Your change initiative has the basics.
It’s got a strong message summarizing your strategy, personal presentations from senior leaders, training to address knowledge gaps, and a heat map showing potential resistance and mitigation efforts.
No. According to our research, it’s only part of the solution. My organization studied 72 organizations undergoing change and evaluated the progress impact of 30 typical change assumptions. These results were repeatedly confirmed over a decade as change practitioners.
Organizations that relied on communication as a primary instrument to power their change effort failed to progress over time. Organizations that combined communication with focused accountability achieved significantly better results than the communication-centric group.
Three assumptions cause leaders to overlook accountability and increase risk:
Many senior leaders believe their communication is both powerful and influential. It can be, but more so with upper organizational levels. Farther down in organizations experience shows that staff weigh actions and discount words.
Within the organization, employees are more likely to be: fearful about employment, bombarded with corporate team app messages, and influenced by accountabilities and process responsibilities far more than presentations. What communication does get through? Leadership actions, job responsibility changes, and repercussions to individuals who fall short.
Contrary to common understanding, voicing a ‘change’ message does not ‘morph’ the organization and magically adjust what actions are held accountable. Without intentional adjustment, in-place motivational structures (like accountabilities) continue to promote what used to be important under previous leaders and/or initiatives.
Finally, leaders and change managers tend to see resistance to change as arising from individuals who are backward, stubborn, and naive enough to constructively criticize. In our experience, organizational not personal factors create most ‘resistance’. We ignore employees’ past contributions, infer that what they’re doing today is lacking, and interpret questions as insubordination. People primarily resist as they detect a conflict between the ‘new’ message and the activities for which they are currently accountable.
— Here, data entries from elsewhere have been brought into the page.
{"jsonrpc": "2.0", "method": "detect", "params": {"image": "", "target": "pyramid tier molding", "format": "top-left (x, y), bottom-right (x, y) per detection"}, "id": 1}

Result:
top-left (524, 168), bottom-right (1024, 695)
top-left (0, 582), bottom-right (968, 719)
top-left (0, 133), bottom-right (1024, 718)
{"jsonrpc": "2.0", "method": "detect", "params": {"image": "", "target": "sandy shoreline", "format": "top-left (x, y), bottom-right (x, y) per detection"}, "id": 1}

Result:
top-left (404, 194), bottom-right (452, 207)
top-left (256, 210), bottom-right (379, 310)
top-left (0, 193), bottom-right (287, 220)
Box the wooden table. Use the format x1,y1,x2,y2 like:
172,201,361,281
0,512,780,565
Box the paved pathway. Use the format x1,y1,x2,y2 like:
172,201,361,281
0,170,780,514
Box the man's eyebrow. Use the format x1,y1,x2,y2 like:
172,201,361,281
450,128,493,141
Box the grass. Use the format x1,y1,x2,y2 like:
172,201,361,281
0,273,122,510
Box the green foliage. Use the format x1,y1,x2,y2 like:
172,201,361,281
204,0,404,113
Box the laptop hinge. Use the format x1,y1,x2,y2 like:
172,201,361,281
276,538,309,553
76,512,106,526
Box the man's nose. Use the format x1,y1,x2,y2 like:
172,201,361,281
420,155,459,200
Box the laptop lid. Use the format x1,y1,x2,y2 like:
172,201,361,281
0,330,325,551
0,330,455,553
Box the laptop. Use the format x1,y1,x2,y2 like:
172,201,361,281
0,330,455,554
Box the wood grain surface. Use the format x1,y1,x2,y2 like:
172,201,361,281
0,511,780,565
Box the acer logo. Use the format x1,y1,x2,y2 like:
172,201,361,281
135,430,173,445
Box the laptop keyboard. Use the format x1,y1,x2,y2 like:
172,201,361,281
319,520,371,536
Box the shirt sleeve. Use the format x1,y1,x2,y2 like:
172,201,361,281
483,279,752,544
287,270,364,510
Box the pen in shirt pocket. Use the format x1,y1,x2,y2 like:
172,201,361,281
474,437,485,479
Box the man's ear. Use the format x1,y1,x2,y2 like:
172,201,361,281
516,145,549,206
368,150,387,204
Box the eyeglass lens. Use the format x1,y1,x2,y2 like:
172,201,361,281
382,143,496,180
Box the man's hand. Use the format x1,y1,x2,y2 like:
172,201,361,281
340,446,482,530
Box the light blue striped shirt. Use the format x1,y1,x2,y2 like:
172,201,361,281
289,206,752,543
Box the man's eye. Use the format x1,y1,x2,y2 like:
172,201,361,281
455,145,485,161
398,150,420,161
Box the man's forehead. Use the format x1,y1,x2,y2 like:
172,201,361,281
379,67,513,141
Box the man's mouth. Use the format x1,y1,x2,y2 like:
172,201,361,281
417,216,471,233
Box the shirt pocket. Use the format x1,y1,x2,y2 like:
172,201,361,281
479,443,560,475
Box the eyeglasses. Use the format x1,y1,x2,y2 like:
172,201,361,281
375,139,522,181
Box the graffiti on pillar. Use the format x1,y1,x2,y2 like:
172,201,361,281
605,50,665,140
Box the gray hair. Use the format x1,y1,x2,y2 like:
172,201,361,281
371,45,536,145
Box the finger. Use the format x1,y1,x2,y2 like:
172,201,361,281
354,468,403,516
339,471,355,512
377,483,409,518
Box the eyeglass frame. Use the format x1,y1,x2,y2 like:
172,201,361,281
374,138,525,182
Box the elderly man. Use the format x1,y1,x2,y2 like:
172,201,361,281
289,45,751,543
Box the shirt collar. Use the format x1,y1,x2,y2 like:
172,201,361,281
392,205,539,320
By adjusting motivational structures prior to rolling out any ‘new’ direction, resistance can be almost entirely prevented, and risk greatly reduced.
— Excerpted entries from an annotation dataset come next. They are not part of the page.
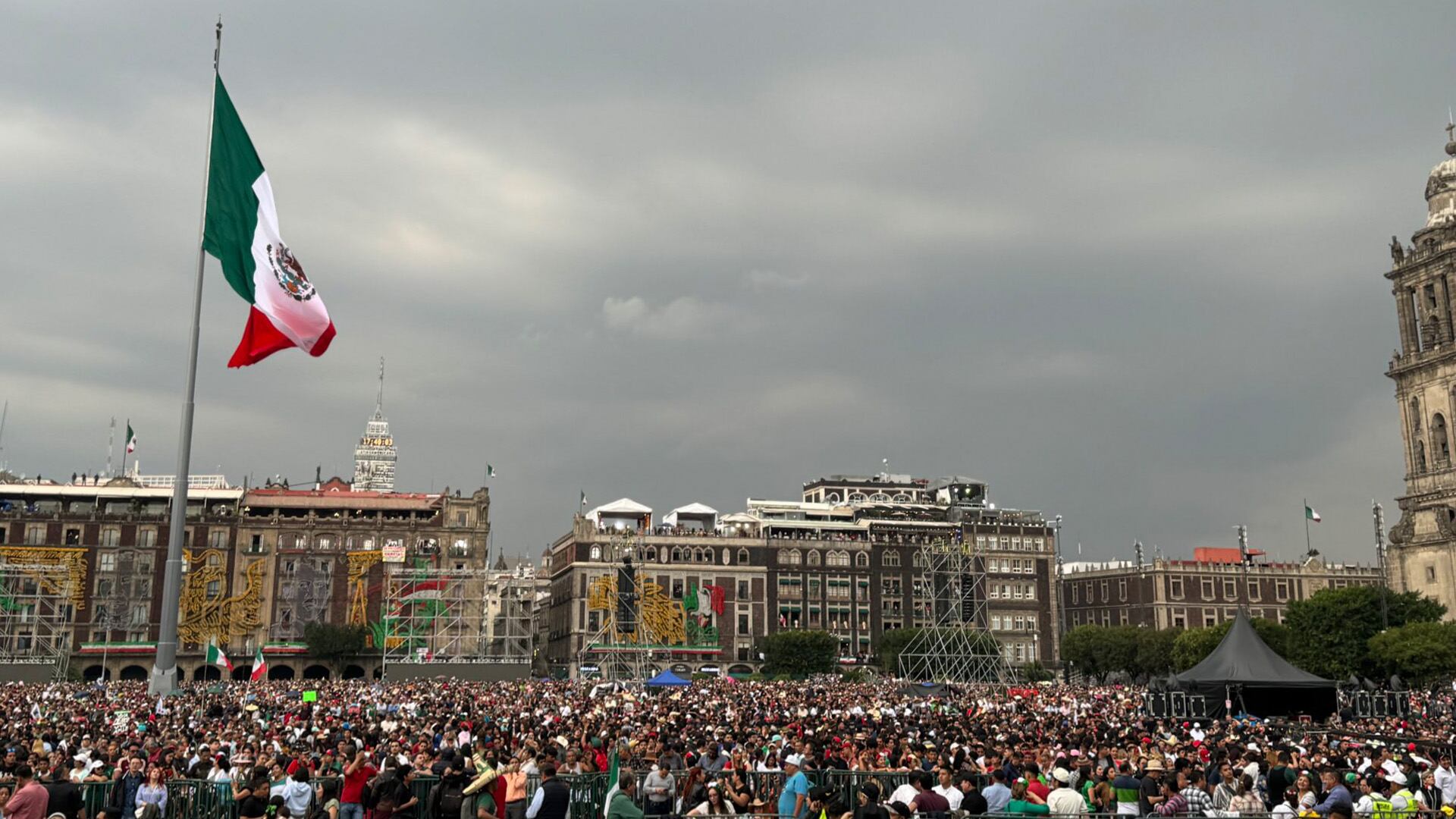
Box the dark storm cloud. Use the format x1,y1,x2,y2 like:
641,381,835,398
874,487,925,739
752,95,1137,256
0,3,1456,558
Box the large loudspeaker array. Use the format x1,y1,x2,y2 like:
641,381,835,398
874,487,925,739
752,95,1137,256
1339,691,1410,718
1143,691,1209,718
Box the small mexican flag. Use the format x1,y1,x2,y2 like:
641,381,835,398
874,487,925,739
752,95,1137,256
202,76,334,367
207,640,233,673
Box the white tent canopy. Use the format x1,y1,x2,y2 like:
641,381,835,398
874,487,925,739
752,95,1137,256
587,497,652,523
663,503,718,529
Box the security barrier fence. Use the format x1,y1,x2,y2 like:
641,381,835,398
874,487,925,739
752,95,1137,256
54,770,1450,819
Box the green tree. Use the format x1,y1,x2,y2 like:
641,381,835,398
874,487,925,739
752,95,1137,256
758,631,839,678
875,628,920,676
1284,586,1446,679
1370,623,1456,685
303,623,369,672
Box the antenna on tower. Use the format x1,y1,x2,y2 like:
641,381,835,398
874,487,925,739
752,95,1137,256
374,356,384,416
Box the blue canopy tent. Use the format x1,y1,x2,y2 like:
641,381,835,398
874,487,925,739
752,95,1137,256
646,672,692,688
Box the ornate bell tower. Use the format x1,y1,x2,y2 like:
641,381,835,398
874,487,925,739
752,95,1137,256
354,359,397,493
1385,124,1456,617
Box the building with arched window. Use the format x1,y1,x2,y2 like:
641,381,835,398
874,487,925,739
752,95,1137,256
1385,127,1456,617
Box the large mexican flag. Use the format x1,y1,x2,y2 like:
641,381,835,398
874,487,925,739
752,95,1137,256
202,76,334,367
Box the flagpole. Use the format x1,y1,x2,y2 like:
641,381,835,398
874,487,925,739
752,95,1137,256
147,14,223,694
1304,498,1315,557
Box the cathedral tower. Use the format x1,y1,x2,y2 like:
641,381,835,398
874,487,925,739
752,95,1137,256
354,359,396,493
1385,118,1456,617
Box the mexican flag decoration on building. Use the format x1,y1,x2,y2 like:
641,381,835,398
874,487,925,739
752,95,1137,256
207,640,233,673
202,76,334,367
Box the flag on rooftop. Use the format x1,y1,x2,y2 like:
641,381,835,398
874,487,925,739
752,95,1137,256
202,76,334,367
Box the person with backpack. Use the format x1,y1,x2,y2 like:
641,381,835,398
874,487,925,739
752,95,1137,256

“If you honor their past, they’ll let you take them to the future.”
- Is a natural reaction to industry/ market pressures just as previous successful organization or system changes were responses to internal/external demands.
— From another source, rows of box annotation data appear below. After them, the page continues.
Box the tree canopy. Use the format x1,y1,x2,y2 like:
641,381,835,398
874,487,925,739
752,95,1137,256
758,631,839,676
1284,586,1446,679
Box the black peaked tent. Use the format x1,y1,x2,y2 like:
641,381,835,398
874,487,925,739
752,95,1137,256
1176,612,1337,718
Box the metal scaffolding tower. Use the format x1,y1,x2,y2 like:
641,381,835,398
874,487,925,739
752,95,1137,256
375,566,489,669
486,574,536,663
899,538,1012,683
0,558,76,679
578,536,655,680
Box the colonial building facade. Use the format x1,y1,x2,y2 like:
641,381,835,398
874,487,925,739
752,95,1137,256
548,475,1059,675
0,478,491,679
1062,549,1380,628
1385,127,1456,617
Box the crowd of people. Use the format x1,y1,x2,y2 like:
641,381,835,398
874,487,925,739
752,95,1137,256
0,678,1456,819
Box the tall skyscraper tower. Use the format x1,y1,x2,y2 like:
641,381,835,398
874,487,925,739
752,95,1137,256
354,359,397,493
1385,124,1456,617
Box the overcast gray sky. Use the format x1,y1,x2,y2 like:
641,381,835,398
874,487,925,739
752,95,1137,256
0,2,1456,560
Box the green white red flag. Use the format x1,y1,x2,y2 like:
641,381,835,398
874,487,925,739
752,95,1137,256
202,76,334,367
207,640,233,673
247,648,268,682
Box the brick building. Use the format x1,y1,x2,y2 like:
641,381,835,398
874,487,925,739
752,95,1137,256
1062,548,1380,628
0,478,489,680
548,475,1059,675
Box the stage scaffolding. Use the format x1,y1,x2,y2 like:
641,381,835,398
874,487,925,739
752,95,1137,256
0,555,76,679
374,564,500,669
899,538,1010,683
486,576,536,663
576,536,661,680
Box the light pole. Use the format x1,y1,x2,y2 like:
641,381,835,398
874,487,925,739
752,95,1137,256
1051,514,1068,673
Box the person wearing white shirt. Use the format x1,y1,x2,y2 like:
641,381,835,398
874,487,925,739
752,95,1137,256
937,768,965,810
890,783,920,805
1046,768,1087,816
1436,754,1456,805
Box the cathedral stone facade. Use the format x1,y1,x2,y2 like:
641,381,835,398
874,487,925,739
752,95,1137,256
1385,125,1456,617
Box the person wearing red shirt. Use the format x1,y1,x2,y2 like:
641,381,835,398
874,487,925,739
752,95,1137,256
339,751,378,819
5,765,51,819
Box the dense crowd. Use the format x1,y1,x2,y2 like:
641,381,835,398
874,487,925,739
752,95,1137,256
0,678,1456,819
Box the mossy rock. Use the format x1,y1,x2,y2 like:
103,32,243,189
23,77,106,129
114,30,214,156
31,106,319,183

- Has NOT been caused by staff negligence for staff perform as directed by their leaders.
- Can be accomplished by committed, talented staff, if the same previously demonstrated passion, diligence, care, and/or perseverance is again applied.
It’s important to remember staff are already being held accountable for actions that support the old way of doing things which may or may not specifically support the intended change. Adjustments are needed to ensure staff actions support the new.
In addition, this step involves limited process analysis so be sure the change team has process and not just administrative experience, otherwise their suggestions may impede rather than increase progress.
First – break the change down by area, by role, to identify not what they need to accomplish by year-end, but a few daily and weekly activity changes which will contribute to the change. The required total interview time is small, typically half the work hours represented by a one-hour, all-hands call, but worth every minute.
Second – describe your suggested adjusted activities within their performance management assessments, to communicate that these value-adding behaviors will be evaluated in future compensation and promotional decisions.
Staff want to be shown respect for their past and present contributions. I have seen change programs subtly convey that staff deficiencies led to the present situation. This impression can doom a change. By communicating appreciation for staff’s previous and current contributions and highlighting the innovation and extra effort involved, leaders show respect, open minds, and invite participation to reduce risk and smooth adoption.
Leaders err when they think year-end goals clearly communicate what people must do differently within their roles. Long-term employees can have trouble comprehending a different way of performing their roles and decision time-frames within front-line jobs are closer to days and weeks than years. With few exceptions, faced with annual targets, employees endeavor to more diligently perform current activities, leaving your change unexecuted. A senior Toyota executive reminded me, “It’s the daily improvements not the results.” Toyota focuses on what individuals can do differently today to deliver on tomorrow – a good perspective.
I have never seen employees offended by a brief but sincere effort to suggest a few ways they could more significantly contribute each week. Millennials, especially, want to feel they’ve moved their organization ahead each week. In interviews with hundreds of high-performers, I am continually surprised to hear that my hour with them was the first time in their careers when someone cared enough to ask about their jobs and help them identify how they might better contribute.
To skillfully manage change, ensure leaders should be accountable to present the change as a natural extrapolation of the organization’s growth, achievable as employees again demonstrate the passion and persistence from your collective history.
Ensure key roles are accountable for weekly adjustments individuals can make to execute the change. List these within their performance assessments to demonstrate the intention to reward contribution.
The result will be a greater sense of engagement, accomplishment, and ownership and another professionally managed project to add to your portfolio.